Старик со старухой занимали верхнюю половину виллы. Мне же они охотно уступили нижнюю, с большой стеклянной верандой, выходящей прямо в сад. У меня была спальня, кабинет и столовая с развешанной по стенам и расставленной на полочках удивительно интересной и богатой коллекцией самых различных стенных, настольных и карманных часов. Коллекция представляла большую ценность, и хотя старики жили в нужде, они ни за какие деньги не соглашались ее продать. Очень часто в свободное от занятий время или после обеда я подолгу просиживал в столовой, слушая тиканье и бой этих удивительных часов. Многие из них были ручной работы, неизвестных мастеров. Особенно мне запомнились одни — карманные часы. Иоганн Штрамер купил их у раненого солдата еще в прошлую войну: весь тончайший механизм этих часов был выполнен солдатом крохотным напильником в окопе.
Как-то после обеда фрау Мариана принесла мне визитную карточку некоего мистера Патерсона и сказала, что неизвестный ей американец просит его принять по весьма важному делу.

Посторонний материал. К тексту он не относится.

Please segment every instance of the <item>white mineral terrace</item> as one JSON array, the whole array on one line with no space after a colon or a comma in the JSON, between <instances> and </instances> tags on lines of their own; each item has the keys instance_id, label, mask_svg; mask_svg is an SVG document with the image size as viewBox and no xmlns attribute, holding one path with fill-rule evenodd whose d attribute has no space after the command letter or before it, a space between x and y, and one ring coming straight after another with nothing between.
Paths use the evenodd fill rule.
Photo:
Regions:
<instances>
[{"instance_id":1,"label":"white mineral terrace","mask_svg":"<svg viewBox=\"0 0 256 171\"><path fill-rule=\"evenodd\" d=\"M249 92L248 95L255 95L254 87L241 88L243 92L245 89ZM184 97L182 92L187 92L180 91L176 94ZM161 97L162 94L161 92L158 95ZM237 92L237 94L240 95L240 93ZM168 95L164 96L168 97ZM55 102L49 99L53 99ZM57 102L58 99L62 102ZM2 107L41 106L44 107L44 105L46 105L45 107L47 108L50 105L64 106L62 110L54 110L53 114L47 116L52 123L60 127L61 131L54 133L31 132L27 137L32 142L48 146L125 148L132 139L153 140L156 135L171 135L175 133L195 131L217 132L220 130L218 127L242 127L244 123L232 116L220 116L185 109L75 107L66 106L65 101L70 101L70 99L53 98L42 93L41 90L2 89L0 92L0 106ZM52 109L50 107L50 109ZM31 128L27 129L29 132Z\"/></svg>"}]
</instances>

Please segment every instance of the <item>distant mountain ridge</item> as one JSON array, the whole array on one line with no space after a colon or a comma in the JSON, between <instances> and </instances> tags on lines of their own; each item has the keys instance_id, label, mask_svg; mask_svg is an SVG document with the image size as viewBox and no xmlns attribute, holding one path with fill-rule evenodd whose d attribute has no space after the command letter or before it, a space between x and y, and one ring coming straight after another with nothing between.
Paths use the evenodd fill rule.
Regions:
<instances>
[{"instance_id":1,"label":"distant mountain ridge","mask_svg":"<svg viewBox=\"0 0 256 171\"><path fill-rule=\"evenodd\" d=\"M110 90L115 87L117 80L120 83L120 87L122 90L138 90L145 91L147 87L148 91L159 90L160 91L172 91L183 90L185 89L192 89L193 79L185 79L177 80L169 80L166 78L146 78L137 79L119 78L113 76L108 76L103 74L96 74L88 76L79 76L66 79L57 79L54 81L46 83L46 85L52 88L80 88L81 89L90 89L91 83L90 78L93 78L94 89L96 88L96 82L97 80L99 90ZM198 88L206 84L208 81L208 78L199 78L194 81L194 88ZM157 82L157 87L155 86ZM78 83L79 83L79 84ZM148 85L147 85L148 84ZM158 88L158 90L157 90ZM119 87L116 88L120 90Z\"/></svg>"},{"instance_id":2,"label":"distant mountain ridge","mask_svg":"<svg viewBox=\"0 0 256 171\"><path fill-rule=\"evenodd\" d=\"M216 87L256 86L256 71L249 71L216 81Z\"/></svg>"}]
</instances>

Вскоре в столовую вошел грузный человек в небрежно надвинутой на затылок шляпе, с огрызком обсосанной сигары во рту, зажав под мышкой кипу обтрепанных книг. Кивком головы он поздоровался со мною, потом бросил на рояль шляпу и книги, вытер платком вспотевшее лицо и долгим оценивающим взглядом уставился на стену, на коллекцию часов... Пожевав сигару, незнакомец выбрал среди книг одну и, перелистывая ее, коверкая русские слова, спросил, на каком из европейских языков, кроме русского, я говорю.
Знаю немецкий.
Я — мистер Патерсон. Америка! — сказал он и ткнул себя пальцем в грудь.
Это я вижу, — сказал я.
Я старый коммерсант, кэптэн... Я изъездил почти весь свет... Бывал и в Китае, и в Индии, и на Азорских островах... Сейчас разъезжаю по Европе, скупаю картины, ценную мебель, антикварные безделушки, фарфор, хрусталь, ковры, драгоценности, немецкую оптику...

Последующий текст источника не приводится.